Secondly, rotating a model and then rotating it back will introduce error, even if the rotations are exactly opposite but something other than multiples of 90 degrees. Trig functions introduce rounding errors with each transform. The farther you’re building from the world origin, the greater all these errors become.

Lastly, 0.2 and 0.1 are unfortunate choices for snapping intervals, as compared to, say, 0.25 and 0.125. Why? Execute the following from the command line:

a=0.2 b=7 c = 1.4 print(a*b, c, a*b==c)

Then try this:

a=0.25 b=7 c = 1.75 print(a*b, c, a*b==c)

Take a moment to lament the outcome of these statements. Why this happens is because neither 0.2 nor 0.1 are exactly representable in IEEE-754 floating-point formats. When the depression subsides, I recommend that you spend a couple hours of your time writing a part quantization script. This is a bit more work than it sounds at first, because of how you have to treat non-axis-aligned parts. If buildings are contained in Models and are not world-axis-aligned, you can choose a primary part that represents the axis of the building, temporarily set it to Identity rotation (Model:SetPrimaryPartCFrame(CFrame.new()), quantize the position of all parts in the model that are axis-aligned by direct CFrame setting, then rotate the building back into place.

Run a fixing script on a copy of your place, and save backups. Such an operation is not always easy to just Ctrl-Z undo. You will also realize after you run a script like this, that there are some types of parts that you have to special-case (parts that should not be quantized).

Understand that if you quantize a place to 0.2 or 0.1, some values still might not show as exact multiples of 0.2 or 0.1 because of the aforementioned limitation of floating point.

1 Like

So you’re saying these floating point errors compile not just with position & rotation but also scale?

Why would it be happening for only one of our developers and not the rest? And I can understand these issues occurring with position & rotation (simply moving them does that sometimes), but how would this happen with the scale of all the parts in an entire building?

Not sure if this will be helpful to this specific one. But it could also be applied to scale down buildings using division.
What i like to do when i turn miniature buildings into big ones is that i get a part and i use it to see how many studs tall it is, then set that as the grid size. So say the building is 14 studs tall, and i want it to be 140 studs tall. All i have to do is set the grid to 14 studs then scale it up 10 times.
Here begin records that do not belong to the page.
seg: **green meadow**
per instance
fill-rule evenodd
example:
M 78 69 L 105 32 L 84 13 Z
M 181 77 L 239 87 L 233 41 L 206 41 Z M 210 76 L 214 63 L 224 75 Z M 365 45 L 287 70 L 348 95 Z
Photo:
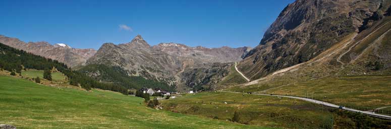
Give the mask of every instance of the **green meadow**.
M 22 71 L 22 76 L 24 77 L 35 78 L 37 77 L 43 78 L 43 71 L 29 70 Z M 65 79 L 66 76 L 60 72 L 51 73 L 51 78 L 53 81 L 62 81 Z
M 0 123 L 18 128 L 269 128 L 153 109 L 143 102 L 0 76 Z

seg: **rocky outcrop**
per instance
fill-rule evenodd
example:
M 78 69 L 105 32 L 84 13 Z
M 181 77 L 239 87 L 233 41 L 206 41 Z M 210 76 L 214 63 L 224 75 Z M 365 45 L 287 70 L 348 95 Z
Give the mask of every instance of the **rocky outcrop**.
M 153 48 L 172 55 L 195 58 L 204 62 L 231 62 L 240 61 L 242 59 L 243 55 L 251 49 L 249 47 L 233 48 L 223 46 L 209 48 L 199 46 L 193 47 L 175 43 L 161 43 L 153 46 Z
M 0 35 L 0 42 L 33 54 L 57 60 L 70 67 L 85 65 L 87 59 L 96 52 L 93 49 L 72 48 L 63 43 L 52 45 L 44 41 L 27 43 L 17 38 Z
M 87 63 L 118 66 L 129 71 L 130 76 L 170 84 L 182 64 L 177 57 L 153 49 L 140 35 L 127 43 L 103 44 Z
M 87 63 L 120 67 L 129 76 L 176 85 L 180 91 L 201 90 L 205 85 L 210 89 L 230 65 L 218 62 L 239 61 L 249 49 L 191 47 L 173 43 L 151 46 L 138 35 L 129 43 L 104 44 Z
M 284 9 L 239 69 L 255 80 L 308 61 L 358 31 L 382 2 L 298 0 Z

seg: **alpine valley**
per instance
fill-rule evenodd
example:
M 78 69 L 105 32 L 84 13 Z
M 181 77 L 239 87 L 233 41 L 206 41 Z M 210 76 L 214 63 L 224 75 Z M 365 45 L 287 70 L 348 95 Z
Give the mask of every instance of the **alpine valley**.
M 134 2 L 131 13 L 120 15 L 142 14 L 128 19 L 141 24 L 138 29 L 170 23 L 201 33 L 204 23 L 240 25 L 224 26 L 234 32 L 253 23 L 237 20 L 267 16 L 273 11 L 263 4 L 283 3 L 232 2 Z M 107 9 L 129 10 L 101 2 L 104 10 L 104 10 L 115 17 Z M 156 7 L 164 10 L 150 8 Z M 96 50 L 0 35 L 0 128 L 391 128 L 391 0 L 296 0 L 280 7 L 254 48 L 150 45 L 137 35 Z M 157 14 L 199 25 L 145 20 L 165 18 Z M 225 17 L 232 20 L 219 20 Z M 115 33 L 137 34 L 119 27 Z

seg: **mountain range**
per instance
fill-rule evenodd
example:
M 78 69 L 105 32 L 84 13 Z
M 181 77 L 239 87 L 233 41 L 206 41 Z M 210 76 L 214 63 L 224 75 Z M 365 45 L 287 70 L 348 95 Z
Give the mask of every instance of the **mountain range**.
M 227 68 L 232 62 L 241 60 L 251 49 L 249 47 L 190 47 L 175 43 L 150 46 L 141 35 L 129 43 L 104 43 L 97 51 L 72 48 L 64 43 L 51 45 L 44 41 L 26 43 L 17 38 L 2 35 L 0 42 L 59 60 L 71 68 L 85 68 L 83 72 L 96 79 L 103 75 L 96 74 L 102 72 L 92 69 L 96 68 L 93 64 L 103 64 L 116 67 L 113 69 L 119 67 L 127 72 L 129 76 L 175 85 L 177 89 L 184 90 L 194 87 L 202 89 L 201 86 L 216 83 L 228 74 Z
M 328 75 L 353 66 L 368 73 L 365 66 L 370 62 L 389 65 L 384 35 L 389 8 L 389 1 L 296 1 L 282 11 L 238 68 L 255 80 L 299 66 L 313 70 L 302 64 L 315 61 L 322 62 L 317 68 L 323 67 L 322 75 Z
M 175 85 L 180 90 L 202 89 L 201 86 L 217 83 L 228 73 L 226 68 L 232 64 L 228 62 L 241 60 L 250 49 L 191 47 L 173 43 L 151 46 L 137 35 L 129 43 L 103 44 L 86 64 L 120 67 L 129 76 Z
M 0 35 L 0 42 L 31 53 L 57 60 L 68 67 L 85 65 L 87 59 L 96 53 L 94 49 L 72 48 L 63 43 L 52 45 L 45 41 L 25 43 L 20 40 Z

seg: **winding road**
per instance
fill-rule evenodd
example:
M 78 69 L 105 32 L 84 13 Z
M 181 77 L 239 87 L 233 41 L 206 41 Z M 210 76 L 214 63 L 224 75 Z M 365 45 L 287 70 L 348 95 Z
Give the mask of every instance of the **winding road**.
M 224 92 L 230 92 L 230 93 L 240 93 L 243 94 L 244 93 L 243 92 L 233 92 L 233 91 L 221 91 Z M 285 95 L 270 95 L 270 94 L 259 94 L 259 93 L 252 93 L 252 94 L 254 95 L 264 95 L 264 96 L 276 96 L 276 97 L 286 97 L 286 98 L 293 98 L 293 99 L 300 99 L 302 100 L 304 100 L 306 101 L 310 102 L 311 103 L 314 103 L 316 104 L 321 104 L 324 106 L 331 107 L 334 107 L 334 108 L 339 108 L 340 106 L 334 104 L 327 103 L 326 102 L 323 102 L 321 101 L 316 100 L 314 99 L 309 99 L 309 98 L 302 98 L 302 97 L 295 97 L 295 96 L 285 96 Z M 354 109 L 352 108 L 345 107 L 344 109 L 342 109 L 343 110 L 352 111 L 352 112 L 358 112 L 362 114 L 364 114 L 365 115 L 372 116 L 373 117 L 378 117 L 378 118 L 385 118 L 385 119 L 391 119 L 391 116 L 386 115 L 382 115 L 382 114 L 376 114 L 373 112 L 370 111 L 362 111 L 362 110 L 359 110 L 357 109 Z
M 248 79 L 248 78 L 247 78 L 247 77 L 246 77 L 246 76 L 245 76 L 244 75 L 243 75 L 243 74 L 242 73 L 242 72 L 240 72 L 240 71 L 239 71 L 239 70 L 238 70 L 238 68 L 236 67 L 237 65 L 237 63 L 235 62 L 235 70 L 236 70 L 236 71 L 238 72 L 238 73 L 239 73 L 239 74 L 240 74 L 240 75 L 241 75 L 242 77 L 243 77 L 243 78 L 246 79 L 246 80 L 247 80 L 247 82 L 250 82 L 250 79 Z

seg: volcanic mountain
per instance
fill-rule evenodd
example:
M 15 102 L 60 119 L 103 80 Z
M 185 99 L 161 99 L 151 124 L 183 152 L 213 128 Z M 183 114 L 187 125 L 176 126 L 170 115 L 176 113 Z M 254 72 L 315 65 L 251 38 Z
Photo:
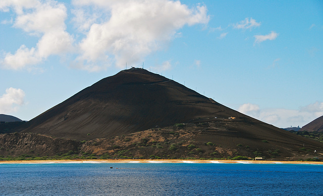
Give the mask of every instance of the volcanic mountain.
M 81 140 L 231 116 L 246 117 L 172 80 L 132 68 L 85 88 L 21 129 Z
M 204 130 L 218 139 L 256 139 L 297 145 L 311 142 L 139 68 L 101 80 L 25 123 L 20 130 L 81 140 L 182 122 L 213 123 Z
M 323 132 L 323 116 L 319 117 L 299 129 L 299 132 Z
M 323 156 L 321 143 L 250 117 L 138 68 L 101 80 L 15 131 L 86 140 L 82 151 L 118 157 L 120 152 L 145 158 L 183 158 L 192 153 L 196 158 L 262 154 L 297 160 Z

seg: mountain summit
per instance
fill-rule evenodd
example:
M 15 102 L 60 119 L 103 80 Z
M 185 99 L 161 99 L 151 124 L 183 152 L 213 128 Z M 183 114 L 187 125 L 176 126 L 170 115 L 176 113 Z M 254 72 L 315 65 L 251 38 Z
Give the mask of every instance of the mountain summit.
M 16 131 L 86 140 L 80 147 L 83 151 L 110 156 L 121 149 L 132 149 L 129 153 L 145 158 L 193 153 L 196 158 L 240 155 L 297 160 L 323 153 L 321 143 L 248 116 L 138 68 L 101 80 Z M 153 148 L 156 143 L 164 146 Z M 199 147 L 191 152 L 192 146 Z

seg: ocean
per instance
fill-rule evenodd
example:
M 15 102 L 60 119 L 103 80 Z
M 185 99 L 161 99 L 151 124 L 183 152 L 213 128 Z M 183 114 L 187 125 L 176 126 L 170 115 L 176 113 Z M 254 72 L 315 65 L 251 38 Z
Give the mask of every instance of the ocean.
M 318 195 L 322 181 L 323 165 L 0 164 L 1 195 Z

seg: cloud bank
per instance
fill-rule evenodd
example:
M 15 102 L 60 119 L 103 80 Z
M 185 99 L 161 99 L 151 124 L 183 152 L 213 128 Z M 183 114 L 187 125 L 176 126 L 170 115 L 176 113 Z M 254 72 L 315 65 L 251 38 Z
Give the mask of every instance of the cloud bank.
M 7 1 L 0 4 L 0 10 L 8 12 L 11 9 L 16 15 L 13 27 L 39 39 L 35 47 L 28 48 L 23 44 L 14 54 L 6 53 L 1 62 L 3 68 L 20 70 L 72 49 L 73 39 L 66 31 L 67 10 L 63 4 L 35 0 Z
M 0 2 L 0 11 L 12 11 L 13 27 L 39 38 L 34 47 L 22 44 L 15 53 L 5 52 L 3 68 L 21 70 L 50 55 L 73 53 L 71 66 L 89 72 L 111 65 L 135 64 L 165 47 L 185 25 L 206 24 L 204 6 L 188 8 L 170 0 L 73 1 L 71 13 L 79 34 L 67 31 L 67 8 L 53 0 Z M 3 24 L 8 21 L 3 21 Z
M 24 104 L 25 92 L 20 89 L 12 87 L 6 90 L 6 93 L 0 97 L 0 113 L 8 113 L 16 111 Z
M 244 20 L 240 21 L 240 23 L 234 24 L 233 28 L 235 29 L 247 29 L 260 26 L 260 23 L 257 23 L 256 20 L 250 18 L 246 18 Z
M 246 103 L 241 105 L 238 110 L 280 128 L 298 125 L 301 127 L 323 115 L 323 102 L 316 101 L 302 107 L 298 110 L 279 108 L 262 109 L 258 105 Z
M 275 31 L 272 31 L 271 33 L 265 35 L 256 35 L 254 36 L 255 38 L 254 43 L 260 43 L 266 40 L 274 40 L 278 36 L 278 34 Z

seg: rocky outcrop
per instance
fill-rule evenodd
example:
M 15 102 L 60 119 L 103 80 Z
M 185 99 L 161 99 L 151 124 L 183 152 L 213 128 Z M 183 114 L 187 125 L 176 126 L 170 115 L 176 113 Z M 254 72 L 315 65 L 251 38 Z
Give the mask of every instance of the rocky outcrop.
M 37 156 L 53 156 L 70 151 L 77 151 L 78 143 L 63 138 L 54 138 L 31 133 L 0 134 L 0 155 Z

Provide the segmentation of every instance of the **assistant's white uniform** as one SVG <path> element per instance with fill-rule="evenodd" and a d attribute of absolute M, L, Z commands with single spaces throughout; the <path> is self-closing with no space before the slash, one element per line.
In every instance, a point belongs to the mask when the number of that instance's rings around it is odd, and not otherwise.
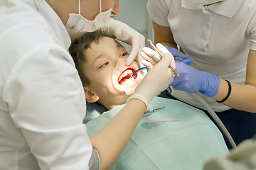
<path fill-rule="evenodd" d="M 45 1 L 0 2 L 0 169 L 88 169 L 70 40 Z"/>
<path fill-rule="evenodd" d="M 147 9 L 154 22 L 171 27 L 175 42 L 194 58 L 193 67 L 244 84 L 249 50 L 256 50 L 256 1 L 223 0 L 205 7 L 191 1 L 149 0 Z M 198 94 L 215 111 L 230 108 Z M 203 108 L 184 91 L 173 91 L 171 94 Z"/>

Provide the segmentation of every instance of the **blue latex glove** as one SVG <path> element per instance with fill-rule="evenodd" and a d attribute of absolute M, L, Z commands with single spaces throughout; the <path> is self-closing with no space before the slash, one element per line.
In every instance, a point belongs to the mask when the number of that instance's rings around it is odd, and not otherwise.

I have not seen this problem happen with scaling a single part, but if one of your builders scales Models, that could easily account for it. Errors in rotation will also be magnified by scaling, so if something was rotated and ended up just slightly off axis w.r.t the model’s bounding box (or primary part), it won’t scale perfectly anymore.

For issues of gross scale problems, it’s definitely worth finding out what build tools the affected builder uses. It doesn’t require a plugin to get weird position and size errors over time, but of course a plugin could contribute and be the root cause. But general building workflow should also be considered. Like, is there a builder who regularly rotates whole buildings and then scales them (intentionally or accidentally).

In general, when using the Ctrl-3 scaling tool on a model, with an increment like 0.2, the increment is applied to the longest side of the bounding box, so only the dimension of a part that is the full width of the BB along that axis is going to scale by the increment, and only along that axis. All other times (including nearly all real-world use cases, scaling of the parts inside the model is by some other increment, their size in the BB’s longest direction proportional to the BB size in that direction IIRC).

Your example of 11.4 x x 18 x 1 becoming 11.32 x 17.873 x 0.993 is a pretty uniform loss of ~7% on all axes, which suggests scaling of a part inside a model that did not fill the model or was rotated a tiny bit.

1 Like

If they’ve resized anything (shift-clicking on one of the scaling circles) then it won’t scale with the increment. Unlikely, but if things were found to be too small this might’ve caused the issue.